“‘I’ is a supremely dense and difficult novel—a fascinating historical artifact with resonance for our own increasingly surveillance-prone society.”
— Boston Globe
“‘I’ is a powerful depiction of GDR life by somebody who was both shaped by it and became its clear-eyed critic. But Hilbig’s visions of psychological and social turmoil, and his refusal to condemn his protagonist, give ‘I’ considerable artistic, as well as historical, value.”
— Independent
“Hilbig’s writing is ambitious and multi-layered, just like his protagonist. His dark, Kafkaesque world is carried by language at times surreal, which makes us aware of unknown threats lurking in every alleyway and behind every corner. Hilbig develops this world with meticulous strokes of the pen. . . . ‘I’ is a powerfully eloquent read which wraps us in the stratified world of its main character’s perceived impotence against an almost invisible omnipotent state. It is a book of atmosphere and prose. . . . ‘I’ is an impressive piece of writing, which manages to combine a multitude of genres and questions in one single novel.”
— Bookslut
“‘I’ is a phantasmal and multi-layered work that is worthy of wider attention.”
— Review 31
“’I’ is a different sort of ‘secret police’ story than the West is used to. In place of agents lurking behind every corner, there is a writer and Stasi collaborator hiding in basements, or at his desk. He struggles less with enemies than with himself, caught between competing identities as artist and informer.
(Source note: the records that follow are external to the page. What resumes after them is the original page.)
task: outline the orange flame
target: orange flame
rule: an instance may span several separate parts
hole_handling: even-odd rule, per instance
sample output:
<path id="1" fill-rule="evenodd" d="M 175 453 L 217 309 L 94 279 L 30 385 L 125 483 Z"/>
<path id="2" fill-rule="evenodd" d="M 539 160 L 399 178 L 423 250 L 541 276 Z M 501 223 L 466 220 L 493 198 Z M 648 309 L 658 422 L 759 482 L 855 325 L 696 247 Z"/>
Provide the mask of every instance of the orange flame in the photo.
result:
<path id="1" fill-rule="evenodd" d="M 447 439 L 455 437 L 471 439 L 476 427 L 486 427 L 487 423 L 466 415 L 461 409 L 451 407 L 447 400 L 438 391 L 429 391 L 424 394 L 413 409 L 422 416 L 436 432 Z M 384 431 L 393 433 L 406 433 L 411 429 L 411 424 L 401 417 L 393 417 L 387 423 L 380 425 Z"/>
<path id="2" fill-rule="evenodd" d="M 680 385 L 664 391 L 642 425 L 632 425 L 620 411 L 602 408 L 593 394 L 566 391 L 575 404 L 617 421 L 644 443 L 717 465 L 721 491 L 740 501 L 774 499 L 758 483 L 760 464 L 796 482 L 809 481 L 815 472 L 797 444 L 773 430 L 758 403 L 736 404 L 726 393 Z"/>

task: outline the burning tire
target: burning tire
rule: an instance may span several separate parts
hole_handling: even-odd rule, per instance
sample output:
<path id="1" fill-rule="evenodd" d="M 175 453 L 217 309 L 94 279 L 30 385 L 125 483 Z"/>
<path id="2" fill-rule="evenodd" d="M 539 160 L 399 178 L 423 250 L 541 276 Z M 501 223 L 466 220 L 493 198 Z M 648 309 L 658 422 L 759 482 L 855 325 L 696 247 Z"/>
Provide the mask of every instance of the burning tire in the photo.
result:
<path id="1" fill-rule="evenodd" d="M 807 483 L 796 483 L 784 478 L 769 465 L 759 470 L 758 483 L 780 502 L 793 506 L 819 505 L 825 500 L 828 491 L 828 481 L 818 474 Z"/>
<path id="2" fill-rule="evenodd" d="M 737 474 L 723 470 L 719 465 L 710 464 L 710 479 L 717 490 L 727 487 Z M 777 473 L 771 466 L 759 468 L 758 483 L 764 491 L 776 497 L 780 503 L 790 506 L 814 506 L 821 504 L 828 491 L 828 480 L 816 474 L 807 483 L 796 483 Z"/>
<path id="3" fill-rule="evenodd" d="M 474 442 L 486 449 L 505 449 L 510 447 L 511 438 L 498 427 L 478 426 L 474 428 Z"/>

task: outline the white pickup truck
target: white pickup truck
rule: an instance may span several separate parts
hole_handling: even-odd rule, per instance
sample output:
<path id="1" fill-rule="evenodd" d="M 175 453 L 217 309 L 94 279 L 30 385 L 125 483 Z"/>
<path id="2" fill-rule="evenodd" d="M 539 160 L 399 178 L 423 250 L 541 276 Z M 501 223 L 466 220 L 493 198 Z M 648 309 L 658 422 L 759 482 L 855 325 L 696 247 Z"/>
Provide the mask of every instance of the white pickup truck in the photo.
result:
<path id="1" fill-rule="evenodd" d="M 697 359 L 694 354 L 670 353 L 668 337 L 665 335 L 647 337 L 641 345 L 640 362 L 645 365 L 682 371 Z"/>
On a broader level, ‘I’ is a psychological portrait of East German reality, where history comes to us not as a newly disclosed document but as a crisis buried deep in the minds of a nation.”
— Wall Street Journal
“Decades after the Battle of Berlin and the fall of Nazi Germany, sociologists and laymen alike still puzzle over one of the most vexing questions to come out of the subsequent revelations of widespread atrocities: How did millions of people go along with all this? Even more troubling was the question: Could I? Hilbig’s novel, appropriately titled I, addresses this and many similarly knotty quandaries of the human psyche, though within the relatively milder historical epilogue known as the German Democratic Republic.”